11. The user interface of claim 10 wherein the observation time is at least one of 10:00 AM, 11:00 AM, 12:00 PM, 1:00 PM, 2:00 PM or 3:00 PM.

12. The user interface of claim 11 wherein the fixed observation time quantity is two minutes.

13. The user interface of claim 10 wherein the observation is provided using a grid comprising two or more processing units.

14. The user interface of claim 13 wherein the processing units include one or more of the following specifications:

not less than 640 tensor cores;

not less than 5,120 compute unified device architecture (“CUDA”) cores;

not less than a double precision performance at between 7 and 8.2 trillion floating point operations per second (“TFLOPS”);

not less than a single precision performance at between 14 and 16.4 TFLOPS;

not less than a tensor performance at between 112 and 130 TFLOPS;

not less than a graphical processing unit (“GPU”) memory at between 32 gigabyte (“GB”)/16 GB HBM2 (“Second Generation High Bandwidth Memory”) and 32 GB HBM2;

not less than a memory bandwidth between 900 GB/sec and 1134 GB/sec;

not less than an error correction code (“ECC”);

not less than an interconnect bandwidth between 32 GB/sec and 300 GB/sec;

not less than a system interface of peripheral component interconnect express (PCIe) third generation (“Gen3”) and/or a wire-based serial multi-lane near-range communications link (“NVLink”);

not less than a form factor of PCIe Full Height/Length or a high bandwidth socket solution (“SXM2”);

not less than a maximum power consumption of between 250 W and 300 W;

not less than a passive thermal solution; and

a plurality of computer application programming interfaces (“APIs”) that support CUDA (Compute Unified Device Architecture, running compute kernels on general purpose computing on graphics processing units (“DirectCompute”), a framework for writing programs that execute across heterogenous platforms (“OpenCL”) and a programming standard for parallel computing (“OpenACC”).

15. The user interface of claim 10 wherein the TWAP is calculated as an arithmetic average of each tick in the index, between observation times minus two minutes and the observation time.

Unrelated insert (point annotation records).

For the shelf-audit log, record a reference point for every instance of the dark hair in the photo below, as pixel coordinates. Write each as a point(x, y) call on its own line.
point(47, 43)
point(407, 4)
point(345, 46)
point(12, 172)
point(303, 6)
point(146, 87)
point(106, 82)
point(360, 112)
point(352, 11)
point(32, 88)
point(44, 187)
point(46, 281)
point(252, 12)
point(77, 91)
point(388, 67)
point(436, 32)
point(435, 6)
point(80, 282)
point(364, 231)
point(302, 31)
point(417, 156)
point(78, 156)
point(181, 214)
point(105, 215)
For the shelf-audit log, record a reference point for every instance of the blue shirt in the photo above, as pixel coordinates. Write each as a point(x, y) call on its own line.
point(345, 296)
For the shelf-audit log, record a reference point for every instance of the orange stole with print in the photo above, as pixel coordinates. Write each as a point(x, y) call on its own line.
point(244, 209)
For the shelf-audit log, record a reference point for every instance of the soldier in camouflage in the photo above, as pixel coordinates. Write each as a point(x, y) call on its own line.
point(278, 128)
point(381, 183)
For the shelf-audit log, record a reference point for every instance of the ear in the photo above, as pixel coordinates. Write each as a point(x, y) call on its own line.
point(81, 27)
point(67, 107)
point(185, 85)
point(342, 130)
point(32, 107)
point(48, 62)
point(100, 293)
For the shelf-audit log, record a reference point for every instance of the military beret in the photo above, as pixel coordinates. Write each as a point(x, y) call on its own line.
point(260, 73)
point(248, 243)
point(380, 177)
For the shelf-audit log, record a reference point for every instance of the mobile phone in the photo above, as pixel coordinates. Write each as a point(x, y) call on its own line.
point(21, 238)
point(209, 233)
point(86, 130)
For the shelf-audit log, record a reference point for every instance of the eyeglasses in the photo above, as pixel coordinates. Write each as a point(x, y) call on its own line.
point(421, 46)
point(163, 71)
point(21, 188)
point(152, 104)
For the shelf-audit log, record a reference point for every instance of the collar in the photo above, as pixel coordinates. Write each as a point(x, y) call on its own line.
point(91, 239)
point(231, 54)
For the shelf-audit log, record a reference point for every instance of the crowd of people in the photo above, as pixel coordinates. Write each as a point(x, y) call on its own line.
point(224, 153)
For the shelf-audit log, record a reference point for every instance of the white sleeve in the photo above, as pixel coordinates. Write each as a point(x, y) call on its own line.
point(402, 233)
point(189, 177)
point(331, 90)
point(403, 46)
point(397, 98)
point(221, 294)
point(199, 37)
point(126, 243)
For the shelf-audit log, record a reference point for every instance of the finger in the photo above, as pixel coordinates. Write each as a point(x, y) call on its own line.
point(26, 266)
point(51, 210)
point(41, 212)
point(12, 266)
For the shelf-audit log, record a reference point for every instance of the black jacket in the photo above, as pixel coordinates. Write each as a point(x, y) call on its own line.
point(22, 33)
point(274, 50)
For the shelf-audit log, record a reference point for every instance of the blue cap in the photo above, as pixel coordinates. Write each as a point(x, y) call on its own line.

16. The user interface of claim 13 wherein the processing units include one or more of the following specifications:

not less than a double precision floating point format (“FP64”) of 9.7 trillion floating point operations per second (“TFLOPS”);

not less than a double precision tensor cores (“FP64 Tensor Core”) of 19.5 TFLOPS;

not less than a single precision floating point format (“FP32”) of 19.5 TFLOPS;

not less than a tensor float 32 (“TF32”) of 156 TFLOPS to 312 TFLOPS;

not less than a brain floating point (“BFLOAT16”) of 312 TFLOPS to 624 TFLOPS;

not less than a half precision floating point format (“FP16”) Tensor Core of 312 TFLOPS to 624 TFLOPS;

not less than a INT8 Tensor Core of 624 tera operations per second (“TOPS”) to 1248 TOPS;

not less than a graphical processing unit (“GPU”) memory of 80 GB HBM2e;

not less than a GPU memory bandwidth of 1935 GB/s to 2039 GB/s; and

not less than a maximum thermal design power of 300 Watt (“W”) to 500 W.

17. The user interface of claim 10 further comprising an instrument identifier, a weight, a total delta in percentage, a total delta in currency amount to be refreshed on a per second basis.

18. The user interface of claim 10 wherein the user interface is refreshed at least every one second.